All the ladies laughed, for each one of them felt that these words fitted my lord Morello; and he seemed rather stung by them.  Messer Federico soon continued: "But there are many other ways of entertaining ladies that are proper to old men."

"What are they?" said my lord Morello. "Telling stories?"

"That is one," replied messer Federico.  "But as you know, every age brings, its own thoughts with it, and has some peculiar virtue and some peculiar vice.  Thus, while old men are ordinarily more prudent than young men, more continent and wiser, so too they are more garrulous, miserly, querulous and timid; they are always scolding about the house, harsh to their children, and wish everyone to follow their way.  And on the contrary young men are spirited, generous, frank, but prone to quarrel, voluble, loving and hating in an instant, eager in all their pleasures, unfriendly to him who counsels well.

"But of all ages, that of manhood is the most temperate, because it has left the faults of youth behind and has not yet reached those of old age.  Being placed then at the two extremes, young and old must needs learn from reason how to correct the faults that nature implants in them.  Thus, old men ought to guard against much self-praise and the other evil habits that we have said are peculiar to them, and to use that prudence and knowledge which they have gained from long experience, and to be like oracles consulted of all men; and in telling what they know, they ought to have the grace to speak to the point and temper the gravity of their years with a certain mild and sportive humour.  In this way they will be good Courtiers, enjoy their intercourse with men and with ladies, and be always welcome, without singing or dancing; and when need arises they will display their worth in affairs of importance.

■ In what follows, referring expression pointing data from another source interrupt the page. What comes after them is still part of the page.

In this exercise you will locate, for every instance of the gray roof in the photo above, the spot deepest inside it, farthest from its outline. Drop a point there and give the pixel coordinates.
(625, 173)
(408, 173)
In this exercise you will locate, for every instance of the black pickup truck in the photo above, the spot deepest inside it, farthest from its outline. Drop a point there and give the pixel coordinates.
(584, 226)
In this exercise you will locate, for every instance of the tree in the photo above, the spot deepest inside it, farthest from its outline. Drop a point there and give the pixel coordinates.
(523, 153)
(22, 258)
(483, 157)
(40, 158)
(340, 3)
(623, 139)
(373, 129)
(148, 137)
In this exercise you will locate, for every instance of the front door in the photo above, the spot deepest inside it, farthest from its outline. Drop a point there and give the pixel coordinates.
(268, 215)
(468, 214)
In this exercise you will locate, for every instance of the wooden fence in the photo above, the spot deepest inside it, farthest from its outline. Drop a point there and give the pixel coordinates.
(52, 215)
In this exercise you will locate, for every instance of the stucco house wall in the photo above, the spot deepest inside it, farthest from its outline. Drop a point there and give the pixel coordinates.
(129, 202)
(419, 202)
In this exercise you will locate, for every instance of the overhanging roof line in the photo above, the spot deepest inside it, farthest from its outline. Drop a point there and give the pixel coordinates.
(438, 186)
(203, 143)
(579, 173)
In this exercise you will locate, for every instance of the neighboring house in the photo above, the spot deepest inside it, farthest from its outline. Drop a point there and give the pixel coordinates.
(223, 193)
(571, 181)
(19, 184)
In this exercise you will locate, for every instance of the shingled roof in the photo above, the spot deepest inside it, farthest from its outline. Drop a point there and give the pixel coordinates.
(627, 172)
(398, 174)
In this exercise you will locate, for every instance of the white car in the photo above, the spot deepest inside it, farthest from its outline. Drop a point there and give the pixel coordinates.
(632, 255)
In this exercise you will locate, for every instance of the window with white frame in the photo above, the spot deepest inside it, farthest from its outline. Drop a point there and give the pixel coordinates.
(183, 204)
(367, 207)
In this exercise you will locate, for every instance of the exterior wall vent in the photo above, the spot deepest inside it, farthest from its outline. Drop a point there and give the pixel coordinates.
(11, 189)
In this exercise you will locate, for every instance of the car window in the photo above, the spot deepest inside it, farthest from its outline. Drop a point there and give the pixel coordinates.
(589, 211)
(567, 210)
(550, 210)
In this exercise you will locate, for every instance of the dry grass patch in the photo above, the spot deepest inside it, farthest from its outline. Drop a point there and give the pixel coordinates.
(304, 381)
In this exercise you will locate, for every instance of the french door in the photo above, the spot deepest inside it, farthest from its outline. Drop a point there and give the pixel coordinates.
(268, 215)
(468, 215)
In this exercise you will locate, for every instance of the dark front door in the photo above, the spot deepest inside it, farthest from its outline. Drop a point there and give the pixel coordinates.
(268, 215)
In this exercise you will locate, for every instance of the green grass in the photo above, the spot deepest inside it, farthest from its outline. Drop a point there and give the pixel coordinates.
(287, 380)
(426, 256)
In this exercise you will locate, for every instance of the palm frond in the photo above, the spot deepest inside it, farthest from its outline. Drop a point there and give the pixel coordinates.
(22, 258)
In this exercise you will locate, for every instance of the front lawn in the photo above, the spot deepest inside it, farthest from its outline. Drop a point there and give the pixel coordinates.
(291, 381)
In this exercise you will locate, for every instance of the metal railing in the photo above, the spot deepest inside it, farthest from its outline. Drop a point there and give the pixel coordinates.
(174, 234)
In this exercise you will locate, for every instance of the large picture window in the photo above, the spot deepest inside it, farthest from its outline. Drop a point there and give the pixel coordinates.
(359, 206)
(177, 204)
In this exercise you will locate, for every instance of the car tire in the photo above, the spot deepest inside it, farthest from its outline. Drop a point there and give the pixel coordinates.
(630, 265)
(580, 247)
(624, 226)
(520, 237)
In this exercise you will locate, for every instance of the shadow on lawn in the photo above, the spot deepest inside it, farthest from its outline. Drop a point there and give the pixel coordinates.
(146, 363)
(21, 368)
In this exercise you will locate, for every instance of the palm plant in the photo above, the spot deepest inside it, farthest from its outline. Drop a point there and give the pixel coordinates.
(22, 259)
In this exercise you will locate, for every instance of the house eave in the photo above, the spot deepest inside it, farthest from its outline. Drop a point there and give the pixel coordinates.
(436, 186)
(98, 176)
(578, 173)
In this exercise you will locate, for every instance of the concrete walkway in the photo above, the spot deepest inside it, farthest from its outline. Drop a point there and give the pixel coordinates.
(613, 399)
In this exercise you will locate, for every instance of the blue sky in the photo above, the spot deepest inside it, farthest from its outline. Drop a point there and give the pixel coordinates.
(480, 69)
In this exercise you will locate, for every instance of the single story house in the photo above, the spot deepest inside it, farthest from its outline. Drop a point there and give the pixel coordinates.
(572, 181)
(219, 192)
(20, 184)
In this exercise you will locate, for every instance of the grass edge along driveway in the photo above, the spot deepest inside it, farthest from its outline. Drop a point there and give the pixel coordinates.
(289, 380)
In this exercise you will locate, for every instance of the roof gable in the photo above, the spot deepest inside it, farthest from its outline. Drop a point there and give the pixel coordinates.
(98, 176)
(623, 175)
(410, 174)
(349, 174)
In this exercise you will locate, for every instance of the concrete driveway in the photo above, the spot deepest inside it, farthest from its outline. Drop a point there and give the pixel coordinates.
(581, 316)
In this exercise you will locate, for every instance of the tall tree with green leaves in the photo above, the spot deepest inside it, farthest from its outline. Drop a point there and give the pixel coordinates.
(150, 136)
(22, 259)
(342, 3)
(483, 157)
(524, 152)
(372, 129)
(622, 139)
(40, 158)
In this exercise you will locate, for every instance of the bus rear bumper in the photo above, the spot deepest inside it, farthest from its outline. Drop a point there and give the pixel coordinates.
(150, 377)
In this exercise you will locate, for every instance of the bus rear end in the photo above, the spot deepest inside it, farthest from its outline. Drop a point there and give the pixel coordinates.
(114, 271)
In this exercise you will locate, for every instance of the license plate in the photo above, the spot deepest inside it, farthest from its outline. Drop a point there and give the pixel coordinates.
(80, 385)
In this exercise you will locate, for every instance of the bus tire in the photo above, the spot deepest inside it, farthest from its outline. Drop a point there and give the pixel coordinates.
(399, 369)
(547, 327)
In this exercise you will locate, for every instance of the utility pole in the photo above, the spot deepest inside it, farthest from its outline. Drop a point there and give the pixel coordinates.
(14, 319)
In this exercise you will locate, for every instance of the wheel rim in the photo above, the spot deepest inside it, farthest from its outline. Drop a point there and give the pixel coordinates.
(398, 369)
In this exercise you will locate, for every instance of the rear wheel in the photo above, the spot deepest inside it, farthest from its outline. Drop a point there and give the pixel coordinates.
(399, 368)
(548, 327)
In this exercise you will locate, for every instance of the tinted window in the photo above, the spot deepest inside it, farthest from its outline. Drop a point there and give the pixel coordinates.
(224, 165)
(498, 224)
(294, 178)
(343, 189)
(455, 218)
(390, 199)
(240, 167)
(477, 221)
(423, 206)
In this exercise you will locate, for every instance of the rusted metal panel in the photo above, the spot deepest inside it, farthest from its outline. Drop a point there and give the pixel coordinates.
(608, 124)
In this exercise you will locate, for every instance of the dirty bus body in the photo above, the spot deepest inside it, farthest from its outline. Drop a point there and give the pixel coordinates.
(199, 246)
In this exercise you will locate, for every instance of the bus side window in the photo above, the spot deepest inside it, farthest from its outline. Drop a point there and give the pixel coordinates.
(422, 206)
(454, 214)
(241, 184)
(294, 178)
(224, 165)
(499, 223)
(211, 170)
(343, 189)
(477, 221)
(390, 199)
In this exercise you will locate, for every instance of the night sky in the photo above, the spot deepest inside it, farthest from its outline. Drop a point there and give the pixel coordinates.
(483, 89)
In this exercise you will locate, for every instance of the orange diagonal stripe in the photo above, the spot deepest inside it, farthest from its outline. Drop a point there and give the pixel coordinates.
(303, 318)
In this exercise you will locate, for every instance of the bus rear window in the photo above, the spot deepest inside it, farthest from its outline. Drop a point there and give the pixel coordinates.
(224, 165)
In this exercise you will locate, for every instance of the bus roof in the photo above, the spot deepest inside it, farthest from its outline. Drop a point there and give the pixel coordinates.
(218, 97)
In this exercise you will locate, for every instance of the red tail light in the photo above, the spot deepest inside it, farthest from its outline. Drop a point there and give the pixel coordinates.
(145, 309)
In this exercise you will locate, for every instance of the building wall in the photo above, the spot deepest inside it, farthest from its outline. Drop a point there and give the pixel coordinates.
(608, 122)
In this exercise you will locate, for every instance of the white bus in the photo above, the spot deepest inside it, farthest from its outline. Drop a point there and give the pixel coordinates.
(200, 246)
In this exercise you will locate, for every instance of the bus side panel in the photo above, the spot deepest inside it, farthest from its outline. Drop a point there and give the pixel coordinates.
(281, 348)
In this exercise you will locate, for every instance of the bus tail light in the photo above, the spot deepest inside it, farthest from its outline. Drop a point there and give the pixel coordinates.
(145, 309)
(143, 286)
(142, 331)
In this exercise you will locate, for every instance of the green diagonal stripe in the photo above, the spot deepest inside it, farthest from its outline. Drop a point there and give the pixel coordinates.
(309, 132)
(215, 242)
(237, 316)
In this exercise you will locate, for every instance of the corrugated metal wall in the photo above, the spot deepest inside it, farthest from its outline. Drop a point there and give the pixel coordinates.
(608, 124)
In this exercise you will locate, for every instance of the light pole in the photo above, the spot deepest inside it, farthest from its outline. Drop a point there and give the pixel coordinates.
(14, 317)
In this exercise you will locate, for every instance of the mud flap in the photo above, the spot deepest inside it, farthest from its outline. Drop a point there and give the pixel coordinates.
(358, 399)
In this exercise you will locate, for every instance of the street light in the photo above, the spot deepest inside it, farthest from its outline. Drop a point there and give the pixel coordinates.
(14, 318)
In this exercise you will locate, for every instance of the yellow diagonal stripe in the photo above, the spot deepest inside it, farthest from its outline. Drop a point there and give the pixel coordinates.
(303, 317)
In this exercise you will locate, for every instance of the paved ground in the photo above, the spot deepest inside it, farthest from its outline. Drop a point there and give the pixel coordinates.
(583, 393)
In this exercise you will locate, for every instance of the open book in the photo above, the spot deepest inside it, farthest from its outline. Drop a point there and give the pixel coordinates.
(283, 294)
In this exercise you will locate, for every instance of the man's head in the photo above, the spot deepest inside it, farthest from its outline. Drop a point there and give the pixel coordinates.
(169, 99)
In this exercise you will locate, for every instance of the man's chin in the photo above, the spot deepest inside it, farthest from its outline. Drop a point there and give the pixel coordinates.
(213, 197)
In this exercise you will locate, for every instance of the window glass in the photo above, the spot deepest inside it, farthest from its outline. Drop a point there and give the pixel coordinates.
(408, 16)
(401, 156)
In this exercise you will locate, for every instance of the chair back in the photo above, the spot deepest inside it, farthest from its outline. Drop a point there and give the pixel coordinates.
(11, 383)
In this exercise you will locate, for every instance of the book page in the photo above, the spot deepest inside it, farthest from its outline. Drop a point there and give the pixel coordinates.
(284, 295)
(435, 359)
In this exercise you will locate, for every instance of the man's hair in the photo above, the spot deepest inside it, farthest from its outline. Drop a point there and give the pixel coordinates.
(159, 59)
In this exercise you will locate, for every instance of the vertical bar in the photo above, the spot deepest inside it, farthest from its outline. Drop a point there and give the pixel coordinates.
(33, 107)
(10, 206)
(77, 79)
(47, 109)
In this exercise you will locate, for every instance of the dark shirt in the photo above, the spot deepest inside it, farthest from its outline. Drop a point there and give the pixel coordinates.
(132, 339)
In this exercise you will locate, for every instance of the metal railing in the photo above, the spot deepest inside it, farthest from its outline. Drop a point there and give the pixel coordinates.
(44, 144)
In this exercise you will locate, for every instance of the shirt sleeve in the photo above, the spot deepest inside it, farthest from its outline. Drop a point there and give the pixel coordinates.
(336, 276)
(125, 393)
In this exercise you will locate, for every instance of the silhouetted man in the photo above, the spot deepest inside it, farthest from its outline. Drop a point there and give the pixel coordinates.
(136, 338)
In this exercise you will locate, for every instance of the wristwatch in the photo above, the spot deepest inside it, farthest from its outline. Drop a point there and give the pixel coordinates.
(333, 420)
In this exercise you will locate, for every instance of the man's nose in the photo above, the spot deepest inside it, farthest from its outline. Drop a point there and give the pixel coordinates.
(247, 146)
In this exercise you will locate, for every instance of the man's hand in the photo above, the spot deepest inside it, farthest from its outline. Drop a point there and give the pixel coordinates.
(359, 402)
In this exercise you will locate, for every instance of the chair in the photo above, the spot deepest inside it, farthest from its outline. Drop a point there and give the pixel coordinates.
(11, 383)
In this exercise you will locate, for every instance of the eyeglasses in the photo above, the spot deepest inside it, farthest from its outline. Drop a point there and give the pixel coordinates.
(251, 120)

"Let young men use this same care and judgment, not indeed in copying old men's ways, for that which befits the one would not at all befit the other, and we are wont to say that overwisdom is a bad sign in the young, but in correcting their own natural faults.  Hence I greatly like to see a youth, and especially when handling weapons, who has a touch of the grave and taciturn; who is master of himself, without those restless manners which are often seen at that age; because such youths seem to have a certain something in them above the rest.  Moreover this quietness of manner has in it a kind of impressive boldness, because it seems the result not of anger but of judgment, and governed more by reason than by passion.  This is nearly always found in all men of high courage, and we see it also among those brute animals that have more nobility and strength than their fellows,as in the lion and the eagle.

"Nor is this strange; for an impetuous and sudden movement, which without words or other signs of wrath abruptly bursts with all its force at once from the quiet that is its contrary, as it were like the discharge of a cannon, is far more violent and furious than that which increases by degrees and grows hotter little by little.  Therefore they who talk much and move about and cannot stand still, when they have an enterprise on foot, seem thus to exhaust their powers; and as our friend messer Pietro Monte well says, they act like boys who sing from fear when they walk at night, as if to keep up their courage by their singing.

"Again, just as calm and thoughtful youthfulness is very praiseworthy in a young man, because the levity which is the fault peculiar to his age seems to be tempered and corrected, so in an old man a green and lively old age is to be highly esteemed, because his stoutness of heart seems to be so great as to warm and strengthen his feeble and chill years, and to keep him in that middle state which is the best part of our life."